A Japanese businessman with terminal cancer held an “end-of-life” shindig Monday so he could thank the people who made his time on Earth special.

Satoru Anzaki, the 80-year-old former head of manufacturer Komatsu, threw the bash for 1,000 friends, colleagues and former schoolmates after learning in October that he has gallbladder cancer.

Rather than mourn, he decided to cut a rug.

“I have enjoyed my life very much. I thought that being despondent is not in my nature,” he told a new conference after the bash, according to the BBC. “I am satisfied that I could say ‘thank you’ to people I encountered in life.”

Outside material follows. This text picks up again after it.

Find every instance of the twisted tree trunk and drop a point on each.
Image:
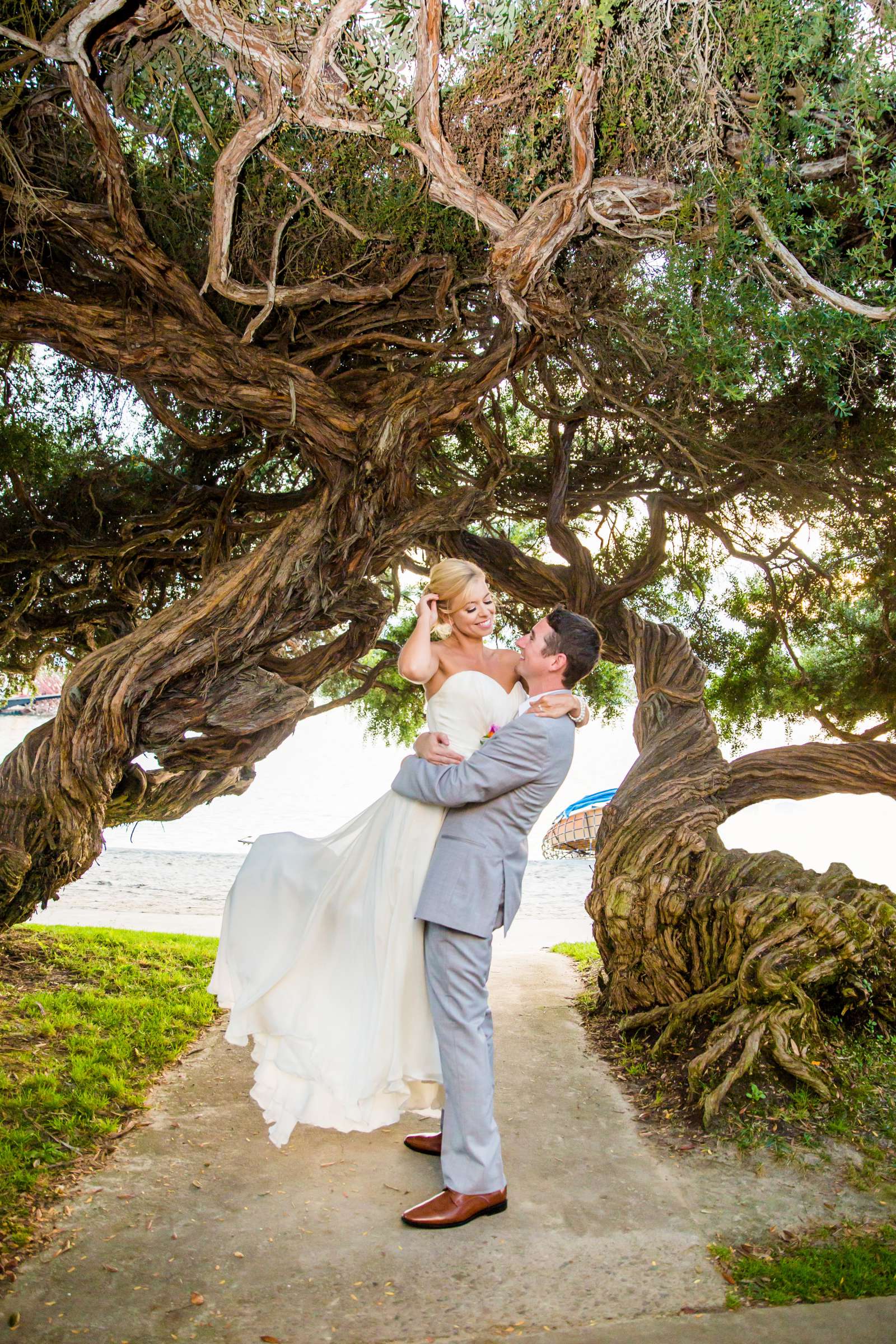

Anzaki got the grim news that he had a form of cancer that could not be treated by surgery in October, but by Nov. 20, he’d taken out an ad in financial newspaper The Nikkei heralding the party, according to The UK Telegraph.

“As I want to maximize the quality of life during the time I have left, I have decided not to receive treatment given the side effects,” Anzaki said of his decision not to seek chemotherapy.

He threw the party in a Tokyo hotel decorated with memories from his life, and even brought in a group of dancers from his home prefecture of Tokushima to keep the mood from dipping, it was reported.

“I am also suffering from an illness so it got me thinking how I want to live the rest of my life,” one former employee told national broadcaster NHK.